The report, done in collaboration with Confederation of Indian Industry (CII), said the demand from “developed rural” areas along with the increase in middle-class households will drive about two-times hike in healthcare consumption. PM Narendra Modi’s flagship scheme Ayushman Bharat, which was launched in September 2018 to provide 500,000 poor people annual health cover of Rs 500,000, is also likely to increase healthcare demand.


It said doctors will find it difficult to keep pace with disease and treatment protocol due to lack of high-quality care. Most doctors said the situation will be adverse as greater proportion of patients have chronic diseases compared with five years ago.


The use of disease management tools could result in $8.5 billion in additional drug sales by 2024, the report said, showcasing the unique opportunity that the boom in digital health presents for the life sciences industry.


Doctors are looking for multiple types of support to manage this complexity—with 85 per cent of then upgrading their own clinical skills.

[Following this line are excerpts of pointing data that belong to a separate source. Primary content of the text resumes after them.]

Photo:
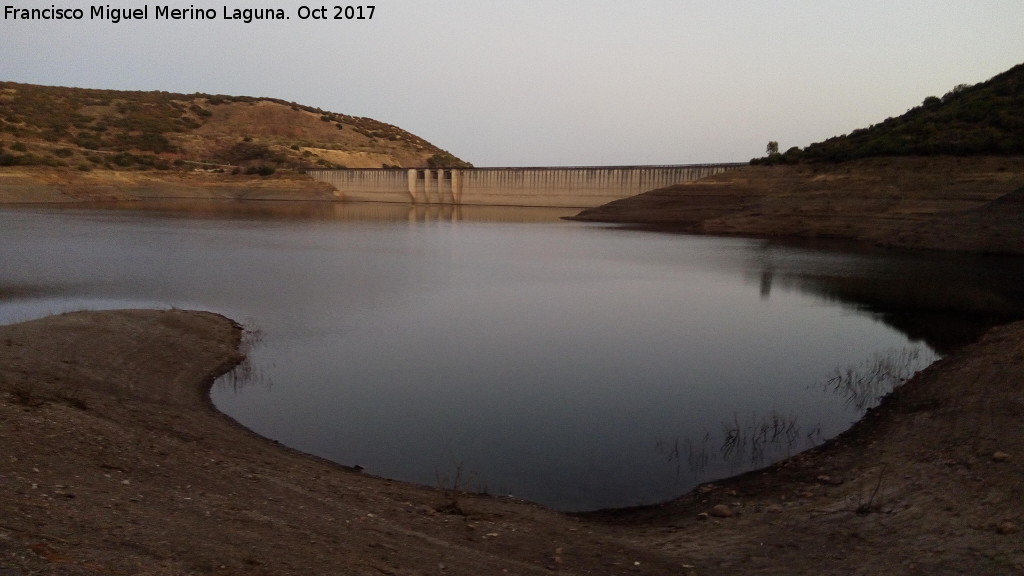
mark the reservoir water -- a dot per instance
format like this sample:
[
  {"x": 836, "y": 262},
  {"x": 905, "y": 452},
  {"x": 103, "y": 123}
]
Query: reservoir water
[{"x": 577, "y": 365}]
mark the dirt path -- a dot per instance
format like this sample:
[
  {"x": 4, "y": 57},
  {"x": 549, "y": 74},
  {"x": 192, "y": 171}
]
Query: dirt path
[{"x": 115, "y": 462}]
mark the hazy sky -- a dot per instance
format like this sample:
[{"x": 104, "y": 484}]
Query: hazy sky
[{"x": 562, "y": 82}]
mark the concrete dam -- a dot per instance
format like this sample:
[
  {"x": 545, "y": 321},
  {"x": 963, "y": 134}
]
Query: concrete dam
[{"x": 563, "y": 188}]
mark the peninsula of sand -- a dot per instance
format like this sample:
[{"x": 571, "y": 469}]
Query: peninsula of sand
[{"x": 114, "y": 460}]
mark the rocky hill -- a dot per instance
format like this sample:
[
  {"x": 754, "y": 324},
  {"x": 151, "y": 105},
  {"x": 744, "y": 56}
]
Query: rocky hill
[
  {"x": 946, "y": 175},
  {"x": 91, "y": 129},
  {"x": 983, "y": 119}
]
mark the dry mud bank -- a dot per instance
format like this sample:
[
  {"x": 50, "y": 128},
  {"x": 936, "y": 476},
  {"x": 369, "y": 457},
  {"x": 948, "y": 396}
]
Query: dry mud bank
[
  {"x": 115, "y": 462},
  {"x": 964, "y": 204}
]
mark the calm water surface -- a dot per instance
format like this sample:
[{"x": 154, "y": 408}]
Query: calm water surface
[{"x": 577, "y": 365}]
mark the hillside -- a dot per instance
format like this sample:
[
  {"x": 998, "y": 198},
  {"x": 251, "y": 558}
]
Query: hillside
[
  {"x": 946, "y": 175},
  {"x": 88, "y": 129},
  {"x": 984, "y": 119}
]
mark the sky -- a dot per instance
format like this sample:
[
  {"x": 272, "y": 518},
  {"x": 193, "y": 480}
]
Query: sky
[{"x": 552, "y": 83}]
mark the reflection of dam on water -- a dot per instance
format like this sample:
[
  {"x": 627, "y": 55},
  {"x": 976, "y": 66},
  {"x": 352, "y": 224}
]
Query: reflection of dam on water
[{"x": 576, "y": 188}]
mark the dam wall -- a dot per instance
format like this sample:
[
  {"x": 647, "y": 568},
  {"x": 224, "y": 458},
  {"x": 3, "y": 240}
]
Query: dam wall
[{"x": 565, "y": 188}]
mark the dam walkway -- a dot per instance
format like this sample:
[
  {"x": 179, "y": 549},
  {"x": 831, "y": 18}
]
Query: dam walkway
[{"x": 552, "y": 187}]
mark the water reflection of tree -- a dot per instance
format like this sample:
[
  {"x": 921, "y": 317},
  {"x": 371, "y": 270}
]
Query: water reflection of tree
[
  {"x": 757, "y": 440},
  {"x": 862, "y": 385},
  {"x": 246, "y": 373}
]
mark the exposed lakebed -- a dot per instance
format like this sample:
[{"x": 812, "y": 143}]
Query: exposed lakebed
[{"x": 580, "y": 366}]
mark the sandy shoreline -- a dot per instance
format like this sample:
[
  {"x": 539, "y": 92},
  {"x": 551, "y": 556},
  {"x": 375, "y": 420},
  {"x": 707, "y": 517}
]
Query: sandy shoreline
[{"x": 114, "y": 460}]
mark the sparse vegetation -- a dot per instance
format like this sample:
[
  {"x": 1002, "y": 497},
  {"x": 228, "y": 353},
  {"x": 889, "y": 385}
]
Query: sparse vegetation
[{"x": 987, "y": 118}]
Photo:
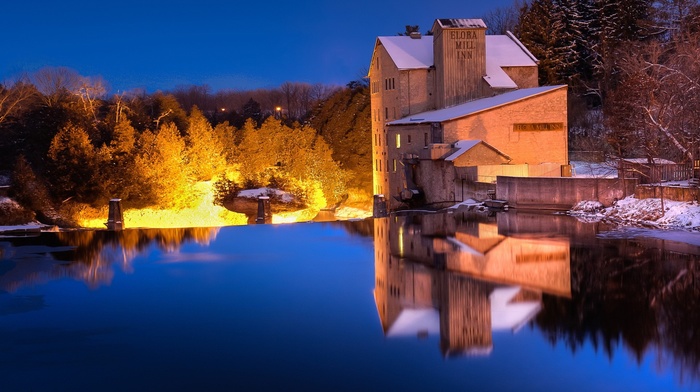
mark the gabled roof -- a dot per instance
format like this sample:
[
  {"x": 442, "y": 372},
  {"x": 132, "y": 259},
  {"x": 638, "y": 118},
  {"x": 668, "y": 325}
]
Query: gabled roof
[
  {"x": 465, "y": 145},
  {"x": 460, "y": 23},
  {"x": 475, "y": 106},
  {"x": 409, "y": 53},
  {"x": 501, "y": 51},
  {"x": 505, "y": 51}
]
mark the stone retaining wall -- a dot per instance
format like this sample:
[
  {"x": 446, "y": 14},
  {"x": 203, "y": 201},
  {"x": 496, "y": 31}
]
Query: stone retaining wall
[{"x": 561, "y": 192}]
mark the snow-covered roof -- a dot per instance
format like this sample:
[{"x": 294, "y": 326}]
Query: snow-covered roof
[
  {"x": 409, "y": 53},
  {"x": 505, "y": 51},
  {"x": 475, "y": 106},
  {"x": 461, "y": 23},
  {"x": 501, "y": 51},
  {"x": 645, "y": 161},
  {"x": 466, "y": 145}
]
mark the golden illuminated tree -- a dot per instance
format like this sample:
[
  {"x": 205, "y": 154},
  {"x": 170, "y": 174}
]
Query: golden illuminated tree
[
  {"x": 160, "y": 166},
  {"x": 204, "y": 151}
]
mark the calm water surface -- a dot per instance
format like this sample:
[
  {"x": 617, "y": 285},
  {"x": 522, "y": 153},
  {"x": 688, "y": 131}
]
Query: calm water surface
[{"x": 459, "y": 301}]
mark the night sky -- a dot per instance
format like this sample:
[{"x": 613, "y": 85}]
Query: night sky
[{"x": 159, "y": 45}]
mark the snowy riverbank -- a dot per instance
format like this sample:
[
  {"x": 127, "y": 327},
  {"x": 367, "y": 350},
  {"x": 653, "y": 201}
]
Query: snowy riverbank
[{"x": 643, "y": 213}]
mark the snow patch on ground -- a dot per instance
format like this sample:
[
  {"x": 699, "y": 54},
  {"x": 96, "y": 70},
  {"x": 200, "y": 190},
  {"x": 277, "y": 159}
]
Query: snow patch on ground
[
  {"x": 255, "y": 193},
  {"x": 644, "y": 212}
]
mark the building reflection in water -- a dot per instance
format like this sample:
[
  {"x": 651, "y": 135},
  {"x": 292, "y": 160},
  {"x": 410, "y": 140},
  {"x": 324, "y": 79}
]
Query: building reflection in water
[
  {"x": 90, "y": 256},
  {"x": 458, "y": 275}
]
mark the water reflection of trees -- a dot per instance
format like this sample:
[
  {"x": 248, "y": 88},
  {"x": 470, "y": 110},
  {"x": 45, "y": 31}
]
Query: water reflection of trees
[
  {"x": 640, "y": 294},
  {"x": 87, "y": 256},
  {"x": 636, "y": 292}
]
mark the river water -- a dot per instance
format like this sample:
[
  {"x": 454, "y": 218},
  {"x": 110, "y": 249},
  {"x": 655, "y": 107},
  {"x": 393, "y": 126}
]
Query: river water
[{"x": 447, "y": 301}]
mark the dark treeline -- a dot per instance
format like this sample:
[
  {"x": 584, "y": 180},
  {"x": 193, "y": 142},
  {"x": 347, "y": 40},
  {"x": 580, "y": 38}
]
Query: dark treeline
[
  {"x": 632, "y": 67},
  {"x": 66, "y": 142}
]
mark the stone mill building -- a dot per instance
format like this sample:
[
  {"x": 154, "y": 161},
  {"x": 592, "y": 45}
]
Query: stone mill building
[{"x": 456, "y": 109}]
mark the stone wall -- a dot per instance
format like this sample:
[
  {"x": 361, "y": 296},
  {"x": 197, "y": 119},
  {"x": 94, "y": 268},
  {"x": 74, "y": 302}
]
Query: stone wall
[{"x": 561, "y": 193}]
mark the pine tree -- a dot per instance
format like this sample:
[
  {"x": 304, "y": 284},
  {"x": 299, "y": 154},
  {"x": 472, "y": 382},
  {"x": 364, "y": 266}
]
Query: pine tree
[{"x": 72, "y": 159}]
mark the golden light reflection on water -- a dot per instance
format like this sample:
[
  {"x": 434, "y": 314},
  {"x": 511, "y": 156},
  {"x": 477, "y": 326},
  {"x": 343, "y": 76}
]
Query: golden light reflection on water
[{"x": 92, "y": 257}]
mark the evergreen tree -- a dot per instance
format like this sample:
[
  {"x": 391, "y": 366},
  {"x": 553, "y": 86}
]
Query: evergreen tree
[
  {"x": 253, "y": 111},
  {"x": 72, "y": 165}
]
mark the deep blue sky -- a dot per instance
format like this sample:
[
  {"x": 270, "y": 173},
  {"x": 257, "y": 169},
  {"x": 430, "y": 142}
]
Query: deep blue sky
[{"x": 225, "y": 44}]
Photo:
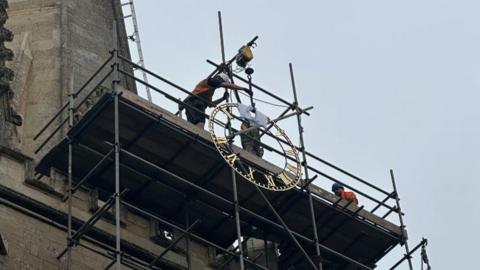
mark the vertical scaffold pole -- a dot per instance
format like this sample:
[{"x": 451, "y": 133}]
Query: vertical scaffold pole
[
  {"x": 305, "y": 167},
  {"x": 71, "y": 108},
  {"x": 237, "y": 219},
  {"x": 187, "y": 237},
  {"x": 115, "y": 93},
  {"x": 402, "y": 225},
  {"x": 222, "y": 47},
  {"x": 234, "y": 179}
]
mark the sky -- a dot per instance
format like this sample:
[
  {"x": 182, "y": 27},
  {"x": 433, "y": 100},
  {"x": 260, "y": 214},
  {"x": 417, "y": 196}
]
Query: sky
[{"x": 394, "y": 85}]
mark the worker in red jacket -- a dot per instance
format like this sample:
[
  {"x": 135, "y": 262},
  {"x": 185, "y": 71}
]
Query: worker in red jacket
[{"x": 339, "y": 190}]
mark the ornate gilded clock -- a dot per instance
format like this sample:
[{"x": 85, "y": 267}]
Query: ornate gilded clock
[{"x": 224, "y": 127}]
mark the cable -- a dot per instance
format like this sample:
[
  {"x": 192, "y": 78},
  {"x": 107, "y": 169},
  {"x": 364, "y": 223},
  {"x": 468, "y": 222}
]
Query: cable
[{"x": 266, "y": 102}]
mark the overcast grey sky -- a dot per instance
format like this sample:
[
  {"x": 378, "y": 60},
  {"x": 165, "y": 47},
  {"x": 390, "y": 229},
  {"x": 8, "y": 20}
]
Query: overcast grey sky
[{"x": 394, "y": 85}]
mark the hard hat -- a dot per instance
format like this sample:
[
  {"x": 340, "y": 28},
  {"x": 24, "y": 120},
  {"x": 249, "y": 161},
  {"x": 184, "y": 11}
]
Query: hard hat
[
  {"x": 336, "y": 186},
  {"x": 224, "y": 76}
]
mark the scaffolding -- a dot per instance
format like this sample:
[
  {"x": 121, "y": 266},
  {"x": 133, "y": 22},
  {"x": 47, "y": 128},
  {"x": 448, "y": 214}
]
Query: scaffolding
[{"x": 313, "y": 228}]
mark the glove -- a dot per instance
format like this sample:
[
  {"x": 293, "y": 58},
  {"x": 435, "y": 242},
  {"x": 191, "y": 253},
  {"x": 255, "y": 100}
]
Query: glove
[{"x": 226, "y": 95}]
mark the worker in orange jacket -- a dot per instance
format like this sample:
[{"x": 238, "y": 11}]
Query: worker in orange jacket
[
  {"x": 339, "y": 190},
  {"x": 201, "y": 97}
]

According to the report, complex generics and biosimilars will be the key growth drivers, a shift away from the dominating commoditised generics. Generics prices have already seen 4 to 6 per cent deflation since 2017 and a growing buyer consolidation will continue to put further pressure on prices and margins.


While Ayushman Bharat has the potential to drive dramatic healthcare access, efforts must be made to have a quality lens on it as well, the report said, adding the industry must work with the government to deliver comprehensive and high-quality care through co-development of protocols and standard treatment.